The smallest of these top suites are the nine Gorgeous Suites (570 square feet). They sleep four, have an open plan with lounge and bedroom areas, marble ensuites, showers on the big balcony and sunbathing areas.
The two 833-square-foot Posh Suites also sleep four and also have separate living and bedroom areas, but come with a convertible sofa in the living area, an extra half bathroom, and a balcony with a peek-a-view outdoor shower, stargazing lounges, a sofa and hammock.

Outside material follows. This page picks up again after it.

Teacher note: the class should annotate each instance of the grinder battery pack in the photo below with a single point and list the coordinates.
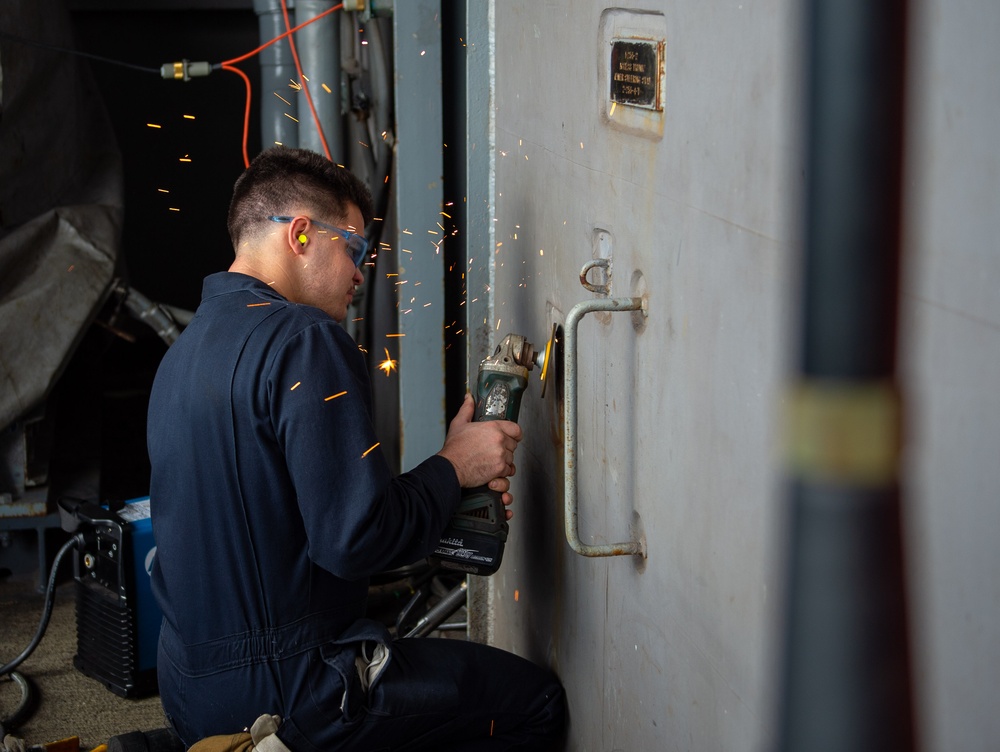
(474, 539)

The two 950-square-foot Fab Suites sleep up to four and feature distinct (but not completely separate) bedroom and living room areas. There’s a convertible sofa that sleeps two in the living room, and an extra half bathroom and entertainment credenza. The bedroom space has a large wardrobe with extra closet space and out on the balcony there’s a peek-a-boo outdoor shower, stargazing loungers, a sofa and hammock.
Then there are the two best suites on-board. The 2,147-square-foot Massive Suites. Also sleeping four, these suites are more like luxury apartments with a master bedroom; music room (which doubles as an extra bedroom) stocked with guitars and an amplifier; a living room with vinyl turntable; dressing area with a hot tub, vanity and two wardrobes; and marble bathroom with a peek-a-boo shower that overlooks the bedroom and out to the ocean.

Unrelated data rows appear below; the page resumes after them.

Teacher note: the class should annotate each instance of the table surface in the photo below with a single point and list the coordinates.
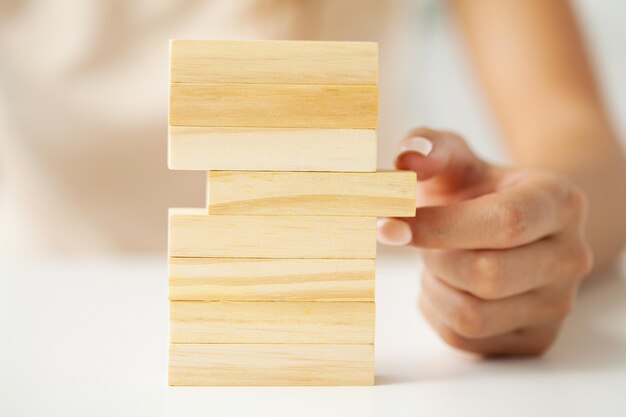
(89, 338)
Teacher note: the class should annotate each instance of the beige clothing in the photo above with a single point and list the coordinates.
(83, 100)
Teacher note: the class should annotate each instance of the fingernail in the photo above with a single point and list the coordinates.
(416, 144)
(393, 232)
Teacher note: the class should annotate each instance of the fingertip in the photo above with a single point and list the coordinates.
(393, 232)
(415, 153)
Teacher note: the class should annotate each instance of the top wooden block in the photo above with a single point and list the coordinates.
(273, 62)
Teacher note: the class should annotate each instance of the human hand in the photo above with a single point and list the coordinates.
(504, 248)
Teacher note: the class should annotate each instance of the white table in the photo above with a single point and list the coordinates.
(88, 338)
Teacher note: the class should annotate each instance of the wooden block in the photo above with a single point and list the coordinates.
(271, 364)
(216, 148)
(274, 105)
(252, 279)
(271, 322)
(312, 193)
(273, 62)
(195, 234)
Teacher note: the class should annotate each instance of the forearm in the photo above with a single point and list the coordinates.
(533, 65)
(585, 150)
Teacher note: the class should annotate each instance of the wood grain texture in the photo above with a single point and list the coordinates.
(250, 279)
(216, 148)
(274, 105)
(271, 364)
(195, 234)
(391, 194)
(271, 322)
(273, 62)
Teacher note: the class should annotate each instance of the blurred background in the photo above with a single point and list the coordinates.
(83, 102)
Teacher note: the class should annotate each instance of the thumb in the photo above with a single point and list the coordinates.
(440, 156)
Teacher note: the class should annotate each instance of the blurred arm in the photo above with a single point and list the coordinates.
(531, 60)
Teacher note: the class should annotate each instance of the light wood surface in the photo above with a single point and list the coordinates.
(274, 105)
(273, 62)
(312, 193)
(271, 364)
(250, 279)
(193, 233)
(271, 322)
(271, 149)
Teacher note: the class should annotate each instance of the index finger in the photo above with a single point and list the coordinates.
(509, 218)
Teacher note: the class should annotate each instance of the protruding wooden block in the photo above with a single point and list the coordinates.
(273, 62)
(263, 149)
(271, 364)
(271, 322)
(391, 194)
(195, 234)
(253, 279)
(274, 105)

Each Massive Suite also has a huge balcony with a hot tub, an outdoor shower, circular lounge area, a ‘lookout point’ with stargazing loungers, two full-length hammocks, and an outdoor dining table for six. The dining table has a staircase to make table dancing more accessible!
Scarlet Lady then is unashedly loud, brash and proudly unique. If this ship was a person at your traditional Friday brunch in Dubai, he or she would be the one taking a selfie in the most public spot possible – perhaps even using props.
It’s a cruise concept that’s sure to be like marmite for many passengers, but one things for sure, if you’re of the opinion that less isn’t more, that less is a bore – you’ll love Scarlet Lady.